EVs are tiny biological particles that are naturally secreted by cells and play an important role in cell-to-cell communication. They are being widely explored as potential therapeutics for tissue repair, immune modulation and the treatment of chronic diseases. However, their production in the quantities required for clinical use is still insufficient. Current methods are time-consuming, expensive and often affect the quality of EVs.
To address this problem, the EVBoost team is developing a module for hollow fibre bioreactor systems, which are already being used in laboratories to grow stem cells. This module applies electromagnetic stimulation to mesenchymal stem cells, encouraging them to release more EVs. Preliminary studies show that this stimulation does not harm the cells and does not reduce the therapeutic potential of EVs. If validated, this approach would provide a scalable and non-invasive method to significantly increase EV yield.
The project not only advances technology, but also scientific understanding. Using advanced multiomics analyses (integrating proteomics and transcriptomics), it will investigate how stimulation affects cells and the EVs they produce. This knowledge will shed light on the molecular pathways involved and may open the way to tailor EV production in the future.
The main objective of the project is to take the EV stimulation module from a laboratory concept to a validated prototype. First, the project will test and validate the module in a hollow fibre bioreactor under controlled laboratory conditions, comparing EV production with and without stimulation. Secondly, biological mechanisms will be analysed using multiomics approaches, mapping changes in proteins and RNA to understand how stimulation affects EV composition and cell function. Thirdly, the project will secure intellectual property rights through a primary patent application to protect the innovation and strengthen its future commercialisation. Fourth and finally, it will prepare the next stages of development by conducting targeted market research, engaging potential users and developing new grant applications to support scale-up and clinical transfer.
In healthcare, improving EV production could accelerate the development of new regenerative and cell-free therapies, offering safer and more affordable treatment options for patients with cancer, degenerative or immune diseases. On the economic front, the project will contribute to the growth of Latvia's biotechnology sector, creating opportunities for local innovation, collaboration with international partners and potentially new high value-added jobs.
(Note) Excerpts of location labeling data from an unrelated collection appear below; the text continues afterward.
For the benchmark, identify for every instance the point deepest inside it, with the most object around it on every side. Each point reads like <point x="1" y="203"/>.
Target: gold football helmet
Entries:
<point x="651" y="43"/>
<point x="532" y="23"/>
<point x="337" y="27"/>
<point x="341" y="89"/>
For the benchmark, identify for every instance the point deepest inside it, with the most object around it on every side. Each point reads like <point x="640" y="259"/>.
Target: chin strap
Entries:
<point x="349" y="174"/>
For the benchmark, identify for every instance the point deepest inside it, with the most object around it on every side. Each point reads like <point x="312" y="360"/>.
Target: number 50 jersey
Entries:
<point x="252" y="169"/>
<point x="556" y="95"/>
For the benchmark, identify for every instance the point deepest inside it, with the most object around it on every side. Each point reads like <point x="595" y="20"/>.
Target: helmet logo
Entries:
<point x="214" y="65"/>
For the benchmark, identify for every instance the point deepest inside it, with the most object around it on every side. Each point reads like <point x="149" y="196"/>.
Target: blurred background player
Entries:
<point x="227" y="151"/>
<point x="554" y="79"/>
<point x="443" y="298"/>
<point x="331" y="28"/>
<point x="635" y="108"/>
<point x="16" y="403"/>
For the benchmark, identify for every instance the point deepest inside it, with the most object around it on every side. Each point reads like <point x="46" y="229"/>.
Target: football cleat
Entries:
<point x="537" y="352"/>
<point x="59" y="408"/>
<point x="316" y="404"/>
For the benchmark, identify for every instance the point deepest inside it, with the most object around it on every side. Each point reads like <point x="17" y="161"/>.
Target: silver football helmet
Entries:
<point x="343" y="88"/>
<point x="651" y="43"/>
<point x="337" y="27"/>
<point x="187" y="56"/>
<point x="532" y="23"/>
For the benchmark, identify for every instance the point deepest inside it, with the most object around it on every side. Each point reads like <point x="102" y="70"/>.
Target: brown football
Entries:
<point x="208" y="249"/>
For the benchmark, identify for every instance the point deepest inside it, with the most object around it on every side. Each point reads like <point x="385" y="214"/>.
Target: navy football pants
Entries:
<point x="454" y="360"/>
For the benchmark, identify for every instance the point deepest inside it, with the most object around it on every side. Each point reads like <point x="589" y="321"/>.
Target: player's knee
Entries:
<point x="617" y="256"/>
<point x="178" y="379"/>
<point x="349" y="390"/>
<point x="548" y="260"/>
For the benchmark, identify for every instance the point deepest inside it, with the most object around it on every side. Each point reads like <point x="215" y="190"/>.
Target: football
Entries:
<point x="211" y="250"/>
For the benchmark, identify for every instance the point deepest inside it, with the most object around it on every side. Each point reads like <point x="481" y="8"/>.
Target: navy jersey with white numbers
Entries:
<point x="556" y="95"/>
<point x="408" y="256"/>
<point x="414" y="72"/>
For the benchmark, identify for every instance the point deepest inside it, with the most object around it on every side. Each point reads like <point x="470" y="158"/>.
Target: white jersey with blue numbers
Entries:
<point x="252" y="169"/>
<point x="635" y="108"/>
The project also strengthens the scientific knowledge base by providing new insights into how this type of stimulation affects cells at the molecular level. This can not only support EV-based therapies, but also inspire future biomedical technologies in other fields. Importantly, EVBoost invests in the development of human capital, as all research tasks are carried out by students, PhD students and young researchers under an internationally experienced principal investigator. This ensures skills transfer, knowledge transfer and the sustainability of the Latvian scientific ecosystem. The project team is led by BMC researcher Karīna Narbute.